A mocinha corre à mãe para aconselhar-se e, por instigação dela, solicita-lhe seja entregue "aqui e agora, num prato (estava num banquete!) a cabeça de João Batista. Quer sinceramente, quer por causa da presença dos convivas, o tetrarca demonstra entristecer-se, mas faz questão de cumprir sua promessa. Dá ordem .que o pedido seja imediatamente atendido. Um guarda (Marcos usa um termo latino,  spectator, transcrito em letras gregas) resolveu o problema e decapitou João no cárcere, trazendo de volta a cabeça num prato.

A mocinha de 15 anos pegou a bandeja com a macabra encomenda e, na maior naturalidade e calma, entregou-a à mãe, revelando com esse fato .possuir nervos de aço que suporíamos difícil hoje, se não conhecêssemos o entusiasmo fanático de tantas mocinhas hodiernas pelas lutas de "box" e de outras pancadarias selvagens. Jerônimo (Patrol. Lat. vol. 23 col. 488), talvez influenciado pela lenda de Fúlvia com Cícero, afirma que Herodíades puxou a língua inerte de João, nela espetando uma agulha de costurar.

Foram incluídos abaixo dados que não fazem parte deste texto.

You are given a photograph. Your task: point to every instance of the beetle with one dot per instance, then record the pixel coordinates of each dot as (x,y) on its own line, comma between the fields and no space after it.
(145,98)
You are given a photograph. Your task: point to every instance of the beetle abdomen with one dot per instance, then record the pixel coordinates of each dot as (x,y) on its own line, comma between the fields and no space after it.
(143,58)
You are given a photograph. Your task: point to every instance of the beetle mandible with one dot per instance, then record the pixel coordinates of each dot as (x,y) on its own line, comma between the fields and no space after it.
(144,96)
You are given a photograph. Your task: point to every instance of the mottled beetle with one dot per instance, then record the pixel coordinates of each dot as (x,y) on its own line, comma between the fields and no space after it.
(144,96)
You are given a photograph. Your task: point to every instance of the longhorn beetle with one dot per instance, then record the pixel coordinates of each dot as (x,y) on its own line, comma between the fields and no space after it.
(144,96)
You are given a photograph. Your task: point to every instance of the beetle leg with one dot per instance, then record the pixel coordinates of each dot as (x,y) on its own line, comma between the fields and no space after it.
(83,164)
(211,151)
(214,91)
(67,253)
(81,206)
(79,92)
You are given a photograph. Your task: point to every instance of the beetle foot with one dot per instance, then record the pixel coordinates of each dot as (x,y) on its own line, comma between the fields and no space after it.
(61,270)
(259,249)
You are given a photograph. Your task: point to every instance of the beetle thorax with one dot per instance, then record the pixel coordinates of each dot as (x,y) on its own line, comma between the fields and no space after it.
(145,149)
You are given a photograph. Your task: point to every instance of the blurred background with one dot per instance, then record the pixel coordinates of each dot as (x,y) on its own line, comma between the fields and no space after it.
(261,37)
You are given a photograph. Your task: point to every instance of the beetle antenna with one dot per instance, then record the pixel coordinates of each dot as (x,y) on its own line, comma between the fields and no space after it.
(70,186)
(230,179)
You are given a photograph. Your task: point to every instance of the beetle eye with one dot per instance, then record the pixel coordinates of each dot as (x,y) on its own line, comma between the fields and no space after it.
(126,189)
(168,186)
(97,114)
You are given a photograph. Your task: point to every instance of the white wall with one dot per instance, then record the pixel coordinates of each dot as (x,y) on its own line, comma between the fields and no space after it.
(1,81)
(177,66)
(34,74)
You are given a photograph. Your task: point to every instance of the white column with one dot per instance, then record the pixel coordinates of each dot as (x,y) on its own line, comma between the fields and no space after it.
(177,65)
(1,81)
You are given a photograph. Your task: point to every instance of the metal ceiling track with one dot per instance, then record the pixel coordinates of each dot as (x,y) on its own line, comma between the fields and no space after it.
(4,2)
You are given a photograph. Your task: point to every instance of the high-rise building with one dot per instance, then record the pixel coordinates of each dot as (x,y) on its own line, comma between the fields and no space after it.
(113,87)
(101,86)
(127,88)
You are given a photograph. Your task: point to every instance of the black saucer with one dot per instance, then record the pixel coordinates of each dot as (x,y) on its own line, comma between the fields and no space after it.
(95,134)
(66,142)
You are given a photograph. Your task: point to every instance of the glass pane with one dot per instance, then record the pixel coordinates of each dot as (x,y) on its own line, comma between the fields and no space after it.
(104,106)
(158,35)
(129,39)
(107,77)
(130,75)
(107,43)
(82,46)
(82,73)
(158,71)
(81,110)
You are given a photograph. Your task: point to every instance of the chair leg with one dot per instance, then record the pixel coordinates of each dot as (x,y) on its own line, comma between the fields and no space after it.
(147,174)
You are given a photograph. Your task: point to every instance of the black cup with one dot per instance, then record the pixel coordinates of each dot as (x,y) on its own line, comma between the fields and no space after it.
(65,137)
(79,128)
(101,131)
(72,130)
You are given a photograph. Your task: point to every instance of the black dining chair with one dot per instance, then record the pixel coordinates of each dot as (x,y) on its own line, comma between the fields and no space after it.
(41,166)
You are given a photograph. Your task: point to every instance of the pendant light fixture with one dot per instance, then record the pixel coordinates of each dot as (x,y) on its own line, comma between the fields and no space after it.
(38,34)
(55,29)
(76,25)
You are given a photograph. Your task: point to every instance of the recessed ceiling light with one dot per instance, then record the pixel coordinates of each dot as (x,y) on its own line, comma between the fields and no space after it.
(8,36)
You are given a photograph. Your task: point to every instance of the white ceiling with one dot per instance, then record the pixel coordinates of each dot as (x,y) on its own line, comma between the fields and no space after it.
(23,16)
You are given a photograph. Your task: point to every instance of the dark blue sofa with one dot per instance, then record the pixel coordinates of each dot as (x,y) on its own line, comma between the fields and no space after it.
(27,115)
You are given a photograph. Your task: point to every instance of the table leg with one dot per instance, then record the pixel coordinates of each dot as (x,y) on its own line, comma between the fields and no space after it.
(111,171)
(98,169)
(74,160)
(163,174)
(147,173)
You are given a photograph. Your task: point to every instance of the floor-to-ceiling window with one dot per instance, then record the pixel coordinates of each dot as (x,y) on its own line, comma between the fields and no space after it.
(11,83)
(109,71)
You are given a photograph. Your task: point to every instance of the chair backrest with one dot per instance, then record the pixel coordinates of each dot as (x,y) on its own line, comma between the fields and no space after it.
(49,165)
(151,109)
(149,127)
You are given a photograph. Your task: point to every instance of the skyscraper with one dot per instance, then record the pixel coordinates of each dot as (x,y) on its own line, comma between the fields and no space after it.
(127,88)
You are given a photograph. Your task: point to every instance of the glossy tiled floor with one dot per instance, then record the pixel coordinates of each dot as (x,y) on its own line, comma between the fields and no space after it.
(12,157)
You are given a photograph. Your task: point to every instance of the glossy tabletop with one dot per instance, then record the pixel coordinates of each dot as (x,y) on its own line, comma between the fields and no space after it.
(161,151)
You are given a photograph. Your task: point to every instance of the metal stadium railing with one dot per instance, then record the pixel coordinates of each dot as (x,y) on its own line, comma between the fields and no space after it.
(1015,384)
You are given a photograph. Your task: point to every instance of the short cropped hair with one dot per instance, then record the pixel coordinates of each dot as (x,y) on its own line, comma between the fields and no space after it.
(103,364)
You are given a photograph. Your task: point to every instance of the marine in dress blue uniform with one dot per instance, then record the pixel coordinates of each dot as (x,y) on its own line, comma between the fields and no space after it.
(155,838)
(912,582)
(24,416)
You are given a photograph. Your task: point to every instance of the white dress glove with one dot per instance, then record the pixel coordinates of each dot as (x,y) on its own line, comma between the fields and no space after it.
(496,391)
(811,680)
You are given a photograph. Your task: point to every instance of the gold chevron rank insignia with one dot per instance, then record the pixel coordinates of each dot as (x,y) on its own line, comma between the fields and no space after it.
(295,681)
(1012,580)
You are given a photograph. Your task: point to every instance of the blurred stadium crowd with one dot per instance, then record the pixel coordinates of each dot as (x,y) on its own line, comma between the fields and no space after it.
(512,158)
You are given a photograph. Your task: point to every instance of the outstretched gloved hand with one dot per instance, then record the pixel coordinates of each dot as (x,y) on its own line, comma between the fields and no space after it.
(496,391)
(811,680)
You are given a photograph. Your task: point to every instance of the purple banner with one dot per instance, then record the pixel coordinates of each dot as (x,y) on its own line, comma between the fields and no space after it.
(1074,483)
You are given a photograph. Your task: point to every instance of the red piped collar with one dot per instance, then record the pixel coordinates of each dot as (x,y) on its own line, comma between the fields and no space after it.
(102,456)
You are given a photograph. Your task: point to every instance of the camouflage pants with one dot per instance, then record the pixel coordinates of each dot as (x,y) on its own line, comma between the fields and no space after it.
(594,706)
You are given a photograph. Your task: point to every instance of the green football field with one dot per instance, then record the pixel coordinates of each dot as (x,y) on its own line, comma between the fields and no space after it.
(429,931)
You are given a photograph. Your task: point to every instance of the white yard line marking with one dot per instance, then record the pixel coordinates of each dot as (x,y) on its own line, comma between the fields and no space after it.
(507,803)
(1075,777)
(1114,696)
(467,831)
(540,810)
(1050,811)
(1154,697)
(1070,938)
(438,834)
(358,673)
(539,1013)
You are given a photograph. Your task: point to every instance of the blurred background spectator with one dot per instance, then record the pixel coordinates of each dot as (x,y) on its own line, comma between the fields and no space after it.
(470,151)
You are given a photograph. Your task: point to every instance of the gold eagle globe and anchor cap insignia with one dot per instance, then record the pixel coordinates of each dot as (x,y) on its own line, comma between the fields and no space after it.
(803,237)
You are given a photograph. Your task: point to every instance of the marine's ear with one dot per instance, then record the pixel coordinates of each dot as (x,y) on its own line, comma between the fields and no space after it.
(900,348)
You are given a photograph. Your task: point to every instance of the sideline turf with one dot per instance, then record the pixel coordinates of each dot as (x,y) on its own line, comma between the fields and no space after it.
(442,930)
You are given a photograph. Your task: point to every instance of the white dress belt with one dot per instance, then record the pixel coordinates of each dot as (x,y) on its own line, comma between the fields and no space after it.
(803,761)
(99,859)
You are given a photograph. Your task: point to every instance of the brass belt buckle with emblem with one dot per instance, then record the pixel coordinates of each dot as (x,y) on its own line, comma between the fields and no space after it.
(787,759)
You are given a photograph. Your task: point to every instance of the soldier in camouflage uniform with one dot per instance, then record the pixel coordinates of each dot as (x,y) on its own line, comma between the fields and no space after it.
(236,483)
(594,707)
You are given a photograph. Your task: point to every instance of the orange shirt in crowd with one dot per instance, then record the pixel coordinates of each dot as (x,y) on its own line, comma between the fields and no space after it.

Ao saber da notícia, os discípulos vêm apanhar o corpo de seu mestre, para dar-lhe sepultura, embora não se saiba em que lugar o tenham feito.

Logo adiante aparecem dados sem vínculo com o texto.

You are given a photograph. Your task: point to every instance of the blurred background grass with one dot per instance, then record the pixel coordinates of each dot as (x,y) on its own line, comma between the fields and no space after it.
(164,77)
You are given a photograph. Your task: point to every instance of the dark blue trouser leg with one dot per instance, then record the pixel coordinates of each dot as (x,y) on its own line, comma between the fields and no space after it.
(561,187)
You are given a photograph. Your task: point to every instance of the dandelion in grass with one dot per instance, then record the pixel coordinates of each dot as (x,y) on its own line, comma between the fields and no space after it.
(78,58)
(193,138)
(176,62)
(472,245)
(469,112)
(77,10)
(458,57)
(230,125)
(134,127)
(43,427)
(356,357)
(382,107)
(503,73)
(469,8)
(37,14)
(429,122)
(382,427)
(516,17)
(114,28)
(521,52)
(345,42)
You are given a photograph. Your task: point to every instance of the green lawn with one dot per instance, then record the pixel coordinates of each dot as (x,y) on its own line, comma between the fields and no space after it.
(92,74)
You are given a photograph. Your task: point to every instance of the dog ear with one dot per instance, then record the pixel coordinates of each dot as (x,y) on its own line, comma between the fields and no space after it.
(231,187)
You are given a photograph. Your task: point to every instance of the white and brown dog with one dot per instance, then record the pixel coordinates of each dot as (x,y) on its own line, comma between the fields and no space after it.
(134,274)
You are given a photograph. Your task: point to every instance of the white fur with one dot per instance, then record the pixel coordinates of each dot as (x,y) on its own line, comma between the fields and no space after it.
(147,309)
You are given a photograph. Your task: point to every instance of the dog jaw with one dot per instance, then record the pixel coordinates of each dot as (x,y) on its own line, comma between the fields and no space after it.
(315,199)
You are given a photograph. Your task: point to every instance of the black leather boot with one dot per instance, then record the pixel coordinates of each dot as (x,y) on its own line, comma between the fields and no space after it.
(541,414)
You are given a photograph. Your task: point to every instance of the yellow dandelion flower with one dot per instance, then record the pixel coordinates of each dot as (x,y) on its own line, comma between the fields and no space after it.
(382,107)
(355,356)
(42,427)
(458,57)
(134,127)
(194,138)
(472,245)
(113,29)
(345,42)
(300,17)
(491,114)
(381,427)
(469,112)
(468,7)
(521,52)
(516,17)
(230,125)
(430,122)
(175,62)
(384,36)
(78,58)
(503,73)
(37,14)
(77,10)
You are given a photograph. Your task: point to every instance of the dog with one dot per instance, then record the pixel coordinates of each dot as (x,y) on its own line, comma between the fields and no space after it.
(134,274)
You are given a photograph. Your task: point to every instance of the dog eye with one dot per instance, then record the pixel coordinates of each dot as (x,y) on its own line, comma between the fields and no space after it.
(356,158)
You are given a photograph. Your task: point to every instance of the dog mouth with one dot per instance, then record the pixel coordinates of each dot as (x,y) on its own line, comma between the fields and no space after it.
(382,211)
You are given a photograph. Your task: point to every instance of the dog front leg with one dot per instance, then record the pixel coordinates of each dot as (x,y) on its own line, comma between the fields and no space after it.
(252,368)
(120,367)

A decapitação de João Batista foi o resultado cármico de sua ação, quando se manifestava na personalidade de Elias; o Tesbita. Leia-se: "Disse Elias: agarrai os profetas de Baal: que nenhum deles escape!  Agarraram-nos. Elias fê-los descer à torrente de Kishon e ali os matou"(1º Reis, 18:40); a morte a eles dada foi exatamente a decapitação: "Referiu Ahab a Jezebel tudo o que Elias; havia feito e como matara todos os profetas à espada" (1º Reis, 19:1). Portanto, execução rígida da Lei de Causa e Efeito, confirmando as palavras de Jesus: "todos os que usam a espada, morrerão à espada" (Mat. 26:52); não nos esqueçamos de que essa Lei é afirmada em mais de 30 lugares do Antigo e Novo Testamentos, sobretudo com a fórmula: da cada um será dado conforme suas obras".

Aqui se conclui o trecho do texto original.